Da “Formare ai Saperi” riporto testualmente:
Operare didatticamente per problemi impone, allora, di concepire l’attività della classe come l’attività di una “microsocietà scientifica” in cui gli allievi, a partire da ciò che sanno e dai mezzi che hanno a disposizione, cercano di acquisire una conoscenza che è nuova per loro. Il sapere, in quanto didatticamente trasposto, non è autentico, ma lo è (o dovrebbe esserlo) il lavoro intellettuale che essi mettono in campo per acquisirlo.
Trovo questa affermazione molto stimolante ed è una vera soddisfazione, per un docente, poter concepire una modalità così elevata dell’operare scolastico. Fa venire voglia di approfondire il discorso e, subito, di cercare una efficace messa in opera.
Questo pensiero conduce inevitabilmente ad una serie di perplessità. L’esperienza mi insegna che, nella maggioranza dei casi, il fatto di porre un problema ad un alunno non comporta, automaticamente, che l’alunno operi davvero nel senso del “porsi il problema”. Assegnare un compito dal libro di testo non significa che lo studente ne affronti lo svolgimento cominciando dal comprendere cosa il testo (il problema) richieda. Sembra strano, ma è così! Nè va in modo molto differente quando la richiesta è direttamente posta dal docente in classe. Nell’uno e nell’altro caso capita infatti all’alunno di pensare non all’interpretazione del testo, cosa che costituirebbe il primo passo verso la ricerca della soluzione, bensì alla ricerca di un qualcosa che risponda all’interrogativo “cosa vuole sapere il professore?” L’alunno, cioè, ritiene, forse pensando che sia un risparmio di energie mentali ed intellettuali, che sia più conveniente andare mentalmente a “rovistare” tra le soluzioni già viste e già note piuttosto che applicare metodi e conoscenze per “costruire” la soluzione desiderata.
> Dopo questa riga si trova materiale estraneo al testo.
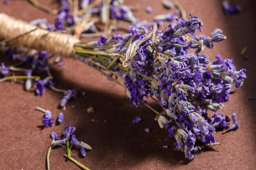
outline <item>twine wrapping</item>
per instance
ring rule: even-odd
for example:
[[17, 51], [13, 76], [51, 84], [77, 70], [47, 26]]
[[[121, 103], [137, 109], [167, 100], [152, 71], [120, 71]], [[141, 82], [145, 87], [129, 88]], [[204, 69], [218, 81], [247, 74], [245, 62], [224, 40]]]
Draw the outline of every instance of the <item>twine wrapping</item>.
[[[16, 37], [37, 28], [5, 13], [0, 13], [0, 40]], [[38, 50], [61, 55], [67, 58], [74, 56], [74, 45], [79, 39], [70, 35], [38, 28], [24, 36], [12, 41], [10, 44], [17, 47], [31, 47]]]

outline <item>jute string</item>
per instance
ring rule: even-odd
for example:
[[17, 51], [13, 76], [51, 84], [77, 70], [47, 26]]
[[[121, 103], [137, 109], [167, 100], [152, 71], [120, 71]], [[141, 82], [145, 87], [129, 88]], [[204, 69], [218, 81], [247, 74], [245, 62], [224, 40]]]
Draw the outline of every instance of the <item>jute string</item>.
[[[5, 13], [0, 13], [0, 40], [13, 38], [36, 28], [35, 26]], [[31, 47], [71, 58], [74, 56], [74, 45], [80, 42], [79, 39], [72, 35], [38, 28], [24, 36], [12, 41], [10, 44], [17, 47]]]

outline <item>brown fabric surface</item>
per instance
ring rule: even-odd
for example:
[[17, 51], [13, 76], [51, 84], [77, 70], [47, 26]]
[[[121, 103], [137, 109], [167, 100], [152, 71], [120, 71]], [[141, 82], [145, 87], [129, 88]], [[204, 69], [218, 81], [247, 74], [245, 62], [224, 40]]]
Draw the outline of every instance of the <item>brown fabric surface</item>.
[[[46, 18], [52, 22], [55, 17], [38, 10], [27, 0], [12, 0], [4, 5], [0, 2], [0, 12], [6, 13], [27, 21]], [[57, 7], [52, 1], [40, 0], [53, 9]], [[65, 110], [58, 108], [63, 95], [47, 89], [42, 96], [23, 90], [23, 82], [0, 84], [0, 169], [44, 170], [45, 157], [51, 141], [52, 131], [62, 133], [64, 127], [71, 124], [76, 128], [76, 137], [90, 144], [93, 149], [85, 158], [79, 154], [76, 159], [92, 170], [254, 170], [256, 168], [256, 100], [248, 101], [251, 95], [256, 95], [255, 88], [256, 58], [255, 56], [256, 29], [255, 1], [231, 1], [241, 5], [240, 14], [227, 17], [223, 14], [221, 0], [180, 0], [186, 11], [198, 16], [204, 22], [202, 33], [209, 35], [215, 28], [220, 28], [227, 40], [216, 43], [216, 49], [205, 53], [211, 60], [217, 54], [234, 59], [238, 69], [246, 69], [247, 79], [244, 85], [231, 95], [225, 107], [218, 112], [225, 115], [237, 113], [240, 127], [236, 131], [225, 135], [217, 132], [216, 139], [223, 144], [212, 149], [202, 148], [192, 161], [184, 154], [175, 149], [174, 139], [161, 129], [154, 120], [154, 113], [141, 106], [138, 109], [131, 107], [124, 90], [108, 80], [97, 71], [79, 61], [65, 60], [64, 66], [53, 66], [51, 72], [58, 87], [75, 88], [87, 93], [87, 97], [80, 96], [69, 102]], [[165, 13], [160, 1], [127, 1], [126, 4], [141, 4], [141, 10], [135, 13], [141, 20], [152, 20], [155, 15]], [[153, 12], [146, 14], [147, 6]], [[245, 46], [248, 47], [248, 60], [240, 55]], [[13, 62], [1, 57], [1, 62], [7, 64]], [[74, 107], [72, 106], [74, 106]], [[156, 105], [153, 107], [160, 110]], [[58, 126], [42, 129], [43, 113], [35, 110], [40, 106], [52, 112], [56, 118], [61, 111], [65, 118]], [[94, 107], [94, 113], [88, 114], [86, 109]], [[211, 114], [213, 113], [210, 113]], [[143, 121], [133, 124], [132, 120], [140, 116]], [[97, 122], [90, 121], [96, 117]], [[106, 122], [104, 122], [106, 120]], [[150, 128], [149, 133], [144, 128]], [[163, 148], [168, 145], [167, 149]], [[78, 153], [79, 150], [73, 149]], [[63, 157], [63, 148], [53, 149], [50, 157], [52, 170], [78, 170], [79, 168]]]

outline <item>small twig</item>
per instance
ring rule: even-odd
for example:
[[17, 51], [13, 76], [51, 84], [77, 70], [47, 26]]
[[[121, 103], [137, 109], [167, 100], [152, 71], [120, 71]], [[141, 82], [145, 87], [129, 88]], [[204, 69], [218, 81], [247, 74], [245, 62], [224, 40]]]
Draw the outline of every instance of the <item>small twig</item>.
[[52, 139], [52, 142], [51, 142], [51, 145], [50, 145], [50, 147], [48, 150], [48, 152], [47, 152], [47, 155], [46, 156], [46, 162], [47, 162], [47, 170], [50, 170], [50, 153], [51, 153], [51, 151], [52, 150], [52, 143], [54, 141], [54, 139]]
[[74, 11], [73, 12], [73, 15], [74, 15], [74, 20], [75, 24], [77, 23], [79, 5], [79, 3], [78, 2], [78, 0], [74, 0]]

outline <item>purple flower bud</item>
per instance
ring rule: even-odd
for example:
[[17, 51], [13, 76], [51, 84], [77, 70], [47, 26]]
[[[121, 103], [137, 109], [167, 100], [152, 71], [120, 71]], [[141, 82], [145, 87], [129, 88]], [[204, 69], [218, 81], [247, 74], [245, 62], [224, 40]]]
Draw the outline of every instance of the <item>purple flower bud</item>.
[[142, 121], [140, 117], [136, 117], [132, 120], [132, 123], [139, 123]]
[[45, 116], [42, 118], [42, 121], [44, 123], [44, 126], [48, 127], [52, 126], [54, 119], [52, 117], [52, 113], [49, 110], [46, 110]]
[[80, 153], [81, 153], [81, 155], [84, 157], [86, 156], [86, 151], [85, 150], [85, 149], [83, 148], [81, 148], [80, 149]]
[[67, 125], [65, 127], [65, 131], [63, 132], [63, 134], [66, 137], [66, 139], [69, 140], [70, 136], [73, 135], [76, 130], [76, 128], [72, 127], [71, 124]]
[[80, 146], [81, 144], [81, 142], [78, 141], [76, 138], [76, 136], [74, 135], [72, 135], [72, 137], [71, 137], [71, 141], [70, 142], [71, 145], [75, 145]]
[[150, 129], [149, 128], [146, 128], [145, 129], [145, 131], [148, 133], [150, 131]]
[[45, 84], [43, 80], [36, 79], [34, 87], [36, 92], [38, 95], [42, 95], [45, 92]]
[[63, 121], [63, 119], [64, 119], [64, 115], [62, 112], [60, 113], [60, 114], [58, 115], [58, 122], [59, 123], [61, 123]]
[[3, 75], [5, 75], [9, 73], [9, 69], [5, 66], [4, 63], [2, 62], [1, 66], [0, 66], [0, 70], [1, 70], [1, 72]]
[[153, 11], [153, 9], [151, 7], [147, 7], [146, 9], [148, 13], [151, 13]]

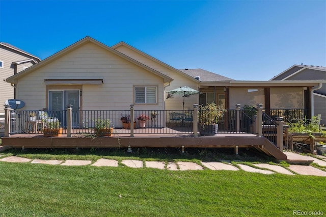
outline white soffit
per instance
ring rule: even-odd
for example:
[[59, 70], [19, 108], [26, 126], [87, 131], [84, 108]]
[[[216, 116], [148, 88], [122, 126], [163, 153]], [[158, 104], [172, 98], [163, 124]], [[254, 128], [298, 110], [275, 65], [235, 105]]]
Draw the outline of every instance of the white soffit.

Evidentemente un simile approccio è assai inefficace, sia in termini di acquisizione delle conoscenze, sia in termini strettamente limitati al raggiungimento di una valutazione positiva. Si tratta di una risposta definibile, credo, come “comportamentista”. Quando ne parlo con i miei alunni cerco loro di far notare come sia impossibile ridurre la soluzione di tutti i problemi al “modello ascensore”! Non sempre, anzi, quasi mai, ci si può limitare a scegliere il bottone giusto da pigiare!
Un’altra perplessità deriva dall’osservazione della non condivisione delle finalità tra docente e alunno, il quale per lo più non è granchè interessato alla acquisizione di una conoscenza, almeno non esplicitamente e consapevolmente. E quindi viene a mancare quella condivisione di intenti necessaria alla corretta e funzionale interazione tra chi insegna e chi (almeno sulla carta) apprende. Il discorso evidentemente si intreccia con quello della motivazione, tasto come si sa assai dolente, ma qui, nell’ottica della realizzazione di una “microsocietà scientifica”, ancora più critico. Infatti se è pensabile la condivisione di un interesse generale verso il conseguimento del titolo di studio, risulta assai più problematico concepire una condivisione forte e profonda come quella richiesta dallo sforzo di costruire un nuovo sapere. E se, per un dato alunno, “funziona” in una disciplina, non è detto che funzioni, anche solo per le naturali preferenze personali, in un’altra.
La sfida è in questo: sapere individuare quelle situazioni problematiche che abbiano senso per gli studenti.
Se si chiede di cercare risposte a domande che gli studenti non si sono poste… è chiaro che non si avrà adesione.
Insomma, bisogna individuare le domande giuste. Di grande aiuto può essere il coinvolgimento degli alunni nella identificazione del problema.